Thailand Transfer Pricing
The Thailand Revenue Code views a multinational enterprise (MNE) as being a “group of companies” having “mutual interests” that independent parties acting in good faith would charge in a commercial manner for the product or service. The Revenue Department of Thailand’s transfer pricing booklet Guidelines on the Determination of Market Price comprises tax laws that determine market price, methodologies, process, and documentation. The Departmental Instruction defines the term “market price” as being “reasonable and credible.”

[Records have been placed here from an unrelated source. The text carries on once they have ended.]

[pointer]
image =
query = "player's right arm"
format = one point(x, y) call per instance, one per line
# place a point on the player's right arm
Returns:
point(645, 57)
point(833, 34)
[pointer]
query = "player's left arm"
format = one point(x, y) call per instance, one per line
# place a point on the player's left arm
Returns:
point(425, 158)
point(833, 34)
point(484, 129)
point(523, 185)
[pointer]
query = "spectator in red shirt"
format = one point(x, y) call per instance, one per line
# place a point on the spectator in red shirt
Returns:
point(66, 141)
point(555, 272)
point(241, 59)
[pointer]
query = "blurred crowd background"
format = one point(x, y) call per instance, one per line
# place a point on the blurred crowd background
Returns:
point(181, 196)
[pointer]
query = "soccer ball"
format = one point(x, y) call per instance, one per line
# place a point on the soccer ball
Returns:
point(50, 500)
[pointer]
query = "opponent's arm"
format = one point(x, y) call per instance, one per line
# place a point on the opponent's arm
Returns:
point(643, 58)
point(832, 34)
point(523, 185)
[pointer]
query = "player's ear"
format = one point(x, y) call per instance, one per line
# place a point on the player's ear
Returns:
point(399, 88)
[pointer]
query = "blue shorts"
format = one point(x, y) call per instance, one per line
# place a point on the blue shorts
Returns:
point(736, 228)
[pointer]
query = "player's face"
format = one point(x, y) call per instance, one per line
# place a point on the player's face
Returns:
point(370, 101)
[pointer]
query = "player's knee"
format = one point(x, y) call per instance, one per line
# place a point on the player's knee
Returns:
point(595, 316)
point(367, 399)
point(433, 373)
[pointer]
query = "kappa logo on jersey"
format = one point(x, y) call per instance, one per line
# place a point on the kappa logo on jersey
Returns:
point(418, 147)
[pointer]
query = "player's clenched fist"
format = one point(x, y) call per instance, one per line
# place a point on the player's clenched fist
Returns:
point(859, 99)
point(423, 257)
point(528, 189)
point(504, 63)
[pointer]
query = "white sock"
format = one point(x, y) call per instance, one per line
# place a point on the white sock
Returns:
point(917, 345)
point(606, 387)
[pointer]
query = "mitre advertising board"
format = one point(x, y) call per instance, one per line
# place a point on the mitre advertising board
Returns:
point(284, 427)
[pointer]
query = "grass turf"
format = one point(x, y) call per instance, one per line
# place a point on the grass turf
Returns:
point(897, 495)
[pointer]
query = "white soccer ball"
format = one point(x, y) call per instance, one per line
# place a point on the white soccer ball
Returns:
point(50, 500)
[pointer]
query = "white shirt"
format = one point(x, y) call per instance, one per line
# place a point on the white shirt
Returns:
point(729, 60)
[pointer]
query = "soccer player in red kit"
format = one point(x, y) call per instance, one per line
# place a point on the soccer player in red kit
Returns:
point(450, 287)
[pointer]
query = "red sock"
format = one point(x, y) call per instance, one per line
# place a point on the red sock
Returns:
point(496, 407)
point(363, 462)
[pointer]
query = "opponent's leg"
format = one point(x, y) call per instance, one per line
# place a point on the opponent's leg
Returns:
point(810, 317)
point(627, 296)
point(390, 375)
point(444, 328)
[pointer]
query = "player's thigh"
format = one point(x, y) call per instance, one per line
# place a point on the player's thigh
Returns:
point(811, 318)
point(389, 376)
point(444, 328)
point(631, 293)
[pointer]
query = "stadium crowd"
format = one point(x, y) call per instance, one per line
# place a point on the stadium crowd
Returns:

Thailand tax authorities can price goods and services in order to prevent tax evasion caused by “manipulated transfer prices within the MNE.” The income tax return requires taxpayers to declare that its prices for material transactions are based on market prices, including calculation of net profits of juristic partnerships or corporations for income tax purposes.
The Revenue Department of Thailand employs a “direct or indirect relationship test” in ascertaining management, control, or capital, and employs “transfer pricing methodologies which are accepted internationally” based on the “most appropriate method” in calculating the market price. The taxpayer is obligated to identify the “economically important activities” of each business entity.
The taxpayer is to calculate the “appropriate gross profit” by multiplying the resale price of the property or service by the gross profit margin. The Revenue Department of Thailand has issued documentation guides, and is slow to move toward implementing bilateral APAs.